Discretion and Trust

Some former clerks have suggested that a justice is more likely to have leaked the opinion, given the risk involved.

“I would not be at all surprised if it turns out the leaker was themselves a justice or was instructed or encouraged to leak by a justice,” Shapiro said.

Amy Kapczynski, a Yale Law School professor who clerked for former Justices Sandra Day O’Connor and Stephen Breyer, tweeted that she initially thought a clerk for a liberal justice leaked the document, but then reconsidered—in part, because they would be risking too much.

“The kinds of liberal students who end up at the Court are not an activist bunch,” Kapczynski wrote. “They are enormously risk averse and rule-abiding.
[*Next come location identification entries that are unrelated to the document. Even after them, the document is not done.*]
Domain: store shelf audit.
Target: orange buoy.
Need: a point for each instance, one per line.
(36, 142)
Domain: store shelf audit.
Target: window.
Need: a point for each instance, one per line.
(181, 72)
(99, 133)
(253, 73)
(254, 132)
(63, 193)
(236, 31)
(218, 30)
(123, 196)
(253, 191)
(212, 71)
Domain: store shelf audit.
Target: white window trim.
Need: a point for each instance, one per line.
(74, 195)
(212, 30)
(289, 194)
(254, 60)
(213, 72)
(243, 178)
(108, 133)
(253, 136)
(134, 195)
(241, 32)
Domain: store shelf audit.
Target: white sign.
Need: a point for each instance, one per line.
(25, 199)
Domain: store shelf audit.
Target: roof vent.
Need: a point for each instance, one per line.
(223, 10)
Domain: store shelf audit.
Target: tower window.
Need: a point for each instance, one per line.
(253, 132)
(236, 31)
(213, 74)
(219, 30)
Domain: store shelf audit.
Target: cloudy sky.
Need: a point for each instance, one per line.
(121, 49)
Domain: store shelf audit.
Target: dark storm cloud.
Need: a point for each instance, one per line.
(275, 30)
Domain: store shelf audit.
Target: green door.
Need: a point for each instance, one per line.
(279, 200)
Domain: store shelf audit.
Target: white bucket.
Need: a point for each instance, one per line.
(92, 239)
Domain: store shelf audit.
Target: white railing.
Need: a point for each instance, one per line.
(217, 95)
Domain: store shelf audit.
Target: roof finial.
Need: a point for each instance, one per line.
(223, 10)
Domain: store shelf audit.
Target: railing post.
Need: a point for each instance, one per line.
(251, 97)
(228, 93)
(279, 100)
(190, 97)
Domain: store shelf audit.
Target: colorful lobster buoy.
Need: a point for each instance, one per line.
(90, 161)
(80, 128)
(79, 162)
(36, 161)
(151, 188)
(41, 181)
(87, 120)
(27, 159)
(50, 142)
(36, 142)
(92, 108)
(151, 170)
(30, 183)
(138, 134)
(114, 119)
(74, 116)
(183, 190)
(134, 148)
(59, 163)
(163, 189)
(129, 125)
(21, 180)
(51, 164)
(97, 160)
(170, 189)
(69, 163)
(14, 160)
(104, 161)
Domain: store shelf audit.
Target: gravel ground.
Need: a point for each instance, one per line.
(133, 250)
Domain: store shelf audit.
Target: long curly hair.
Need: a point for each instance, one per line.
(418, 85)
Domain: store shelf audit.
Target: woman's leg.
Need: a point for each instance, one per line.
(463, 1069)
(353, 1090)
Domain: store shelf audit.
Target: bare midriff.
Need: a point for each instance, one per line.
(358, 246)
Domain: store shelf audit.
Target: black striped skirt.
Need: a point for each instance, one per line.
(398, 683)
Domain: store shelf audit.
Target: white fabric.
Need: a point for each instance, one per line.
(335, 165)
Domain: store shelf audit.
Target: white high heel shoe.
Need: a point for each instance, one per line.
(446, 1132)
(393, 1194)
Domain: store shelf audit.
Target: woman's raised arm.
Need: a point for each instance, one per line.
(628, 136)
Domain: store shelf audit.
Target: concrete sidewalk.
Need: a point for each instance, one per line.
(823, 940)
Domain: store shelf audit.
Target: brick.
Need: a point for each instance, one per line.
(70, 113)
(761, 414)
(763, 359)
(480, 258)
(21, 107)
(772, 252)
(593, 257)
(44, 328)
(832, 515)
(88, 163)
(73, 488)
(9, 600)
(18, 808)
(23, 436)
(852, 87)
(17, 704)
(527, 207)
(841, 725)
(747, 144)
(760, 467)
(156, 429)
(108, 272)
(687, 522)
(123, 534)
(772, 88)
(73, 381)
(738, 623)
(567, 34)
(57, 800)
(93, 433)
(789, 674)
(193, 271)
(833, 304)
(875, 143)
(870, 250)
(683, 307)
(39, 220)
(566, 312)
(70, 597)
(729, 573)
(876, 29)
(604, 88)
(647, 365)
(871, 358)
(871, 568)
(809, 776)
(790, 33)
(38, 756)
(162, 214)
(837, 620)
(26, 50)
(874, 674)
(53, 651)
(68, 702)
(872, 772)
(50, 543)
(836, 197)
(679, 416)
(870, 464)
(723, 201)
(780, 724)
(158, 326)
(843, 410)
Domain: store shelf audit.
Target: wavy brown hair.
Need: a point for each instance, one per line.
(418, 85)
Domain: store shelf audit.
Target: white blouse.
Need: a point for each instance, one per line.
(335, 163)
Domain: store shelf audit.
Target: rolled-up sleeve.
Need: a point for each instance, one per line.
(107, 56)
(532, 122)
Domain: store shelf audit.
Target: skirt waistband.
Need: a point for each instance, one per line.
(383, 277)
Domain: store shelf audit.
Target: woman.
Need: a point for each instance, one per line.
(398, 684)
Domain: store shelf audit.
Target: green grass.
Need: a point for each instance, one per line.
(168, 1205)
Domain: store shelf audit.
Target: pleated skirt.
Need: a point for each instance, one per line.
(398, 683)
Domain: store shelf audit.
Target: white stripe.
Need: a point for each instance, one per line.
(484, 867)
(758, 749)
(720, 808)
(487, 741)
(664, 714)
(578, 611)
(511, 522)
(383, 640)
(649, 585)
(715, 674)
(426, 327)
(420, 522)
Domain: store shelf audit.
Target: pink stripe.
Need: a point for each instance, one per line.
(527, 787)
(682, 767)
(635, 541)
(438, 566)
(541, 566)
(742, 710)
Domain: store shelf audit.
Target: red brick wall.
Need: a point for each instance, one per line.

Hard to see one of them blows their career out of the water in this way (for what benefit?).”

Senate Minority Leader Mitch McConnell called the leak “another escalation in the radical left’s ongoing campaign to bully and intimidate federal judges.” He also suggested that the leaker could face criminal charges.

But the history of punishments for Supreme Court leaks has been spotty and inconsistent, said Jonathan Peters, an associate professor of journalism at the University of Georgia who studied the brief history of leaks.

Supreme Court Clerk Larry Hammond turned himself in to Justice Lewis Powell after Time Magazine published an early account of the 1973 Roe v. Wade ruling. Hammond had shared the information “on background” with the magazine, which agreed it would wait to run the information until the opinion was printed. That deal was bungled by a delay in the court’s printing operation that day, Peters said.

Hammond offered to resign, but was rejected.

Still, Chief Justice Warren Burger created the “20-second rule,” saying any clerk caught talking to a reporter would be fired in 20 seconds.

The court has since established a formal code of conduct for clerks, Peters said.

“Fifty years ago punishment was inconsistent and spotty,” he said, “but one reason is we didn’t have all these policies in place that we do now.”